Fintechie. Inventor. Entrepreneur. Digital veteran. International Speaker. Priya Thakoor has earned her ‘techie’ stripes as a female outlier in the digital space. She recently joined The Coca-Cola Company in Johannesburg as the business unit’s Digital Transformation Director.

Having successfully built e-commerce businesses across Africa and the United States and profitably sold technology start-ups, Priya Thakoor is one of a small percentage of global women who have successfully straddled the entrepreneurial game and made it in the corporate world.

As though developing strategies in boardrooms with CEOs and delivering integrated digital functions for sales, service and operations wasn’t enough, Priya has spent time giving back through fundraising for tech entrepreneurs and assisting NGOs with digital financial solutions for the underbanked.
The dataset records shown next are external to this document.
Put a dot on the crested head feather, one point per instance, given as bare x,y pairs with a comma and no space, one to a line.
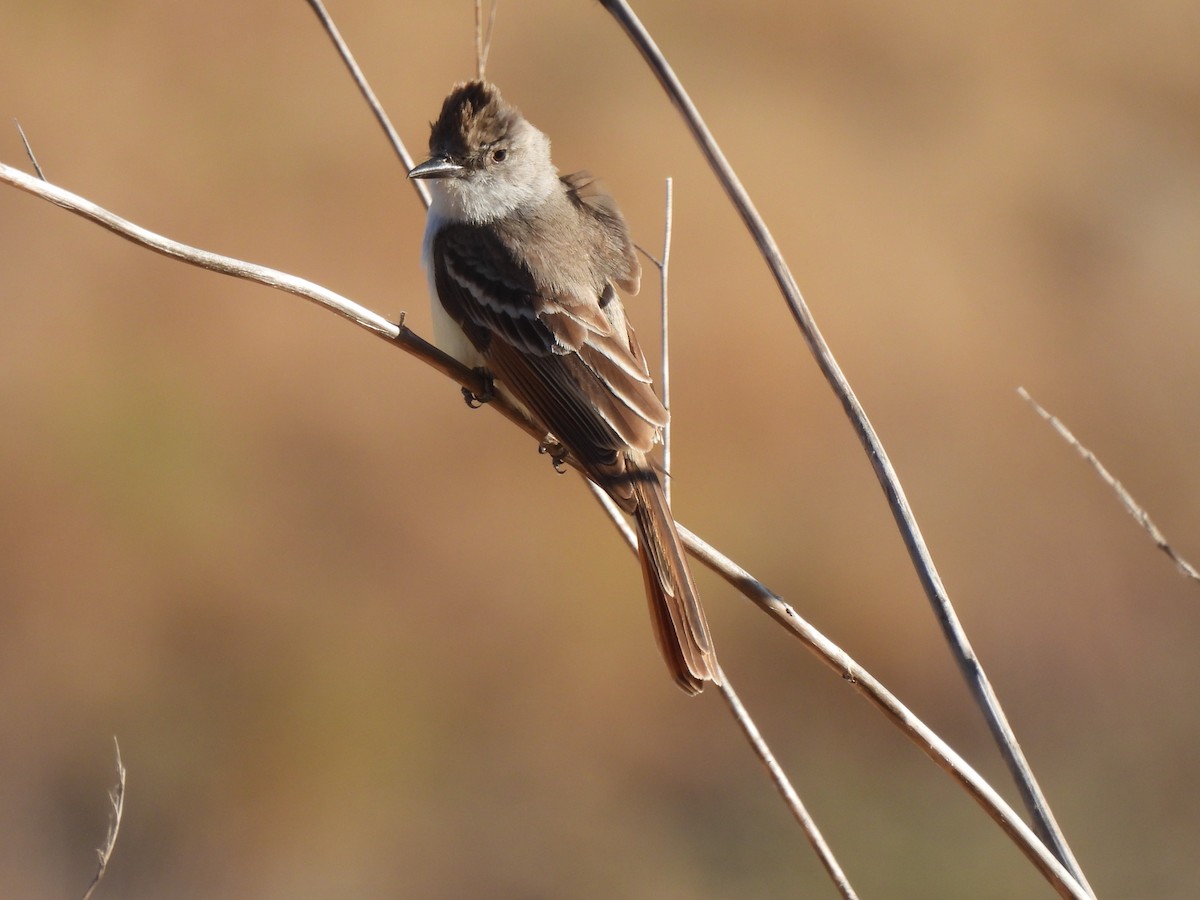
474,117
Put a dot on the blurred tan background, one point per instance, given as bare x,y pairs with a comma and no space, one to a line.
358,641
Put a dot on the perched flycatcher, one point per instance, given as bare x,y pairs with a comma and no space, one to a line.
523,267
“Success is not a destination you arrive at when you’ve accomplished a set number of goals, but a journey of constant learning,” says Priya. “In the tech space, the learning never stops because tech and the digital world change so much and so quickly you must always be learning, whether it’s soft or tech skills, you always need to invest in your skills.”
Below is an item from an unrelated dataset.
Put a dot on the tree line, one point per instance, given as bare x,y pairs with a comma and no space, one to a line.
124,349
Priya started shattering glass ceilings of limitation as a young girl who loved to fix toasters, irons, fans and change plugs with her grandfather in Lenasia, southwest of Johannesburg. She has kept some of their tools as a souvenir of her favourite childhood memory.

“I went to school in the early 1990s and I grew up in a sheltered community in Lenasia, but I was always very anti-gender stereotyping. I loved subjects like maths, science and engineering, and took computer science in high school,” she explains.

Priya’s father, an entrepreneur and businessman, bought his daughter a computer while she was still in primary school. Needless to say, she was instantly hooked and even learned basic coding.

Despite Priya’s natural affinity for all things technical, there were challenging circumstances that threatened her pursuit of a career in the Science, Technology, Engineering and Maths (STEM) field at several junctures. In 1998, political unrest in South Africa meant that Priya’s school in Lenasia didn’t have any science teachers. She orchestrated to move schools to stay on track for a career in either engineering or chartered accounting, but still had to study three years of science in three months when applying to study at an American university post-matric.

Socially aware of both her environment’s limitations and what was required to be a tech entrepreneur, Priya found crevices of possibility that she broke wide open. After successfully applying to study in America, she received a 50% bursary. She set off, hungry for exposure to the big wide world and a determination to make it, sometimes working three jobs to finance her international university education.

By the time Priya graduated from her four-year engineering degree at Mercer University in Georgia, Atlanta, she had been part of setting up three start-ups. “It was a big learning curve and lots and lots of fun,” she reminisces.

As a mom of two busy boys aged 6 and 4, Priya has ensured that she has a strong network to support her family when she’s not around so that she can focus at a job that demands long hours and high levels of concentration. She loves playing lego with her boys and can’t wait until the day she can do computer programming with them.

“I’m not that perfect mom that bakes and is always around, but I don’t feel guilty. I believe what I do sets the tone and example for my children, because they can see that women are not one dimensional. There is a balance, but I don’t believe in sacrificing my career because we don’t have enough women CEOs and entrepreneurs at the top. The more of us are up there, the more we can bring others along.”

Despite Priya’s ambitions, she has always been fair and principled, making a point of uplifting those around her, especially other women.

“I also say, ‘Don’t forget the women that need support, mentoring and guidance’. Women can’t be battling other women in the workplace. That really gets to me because we’ve got to help each other and yes, we can have constructive and productive debates, but don’t sabotage each other.”

“As a woman, you know that you are never a one man show – your team, your peers, your leadership style – these are the most important parts of your career as you progress through your work journey,” Priya concludes.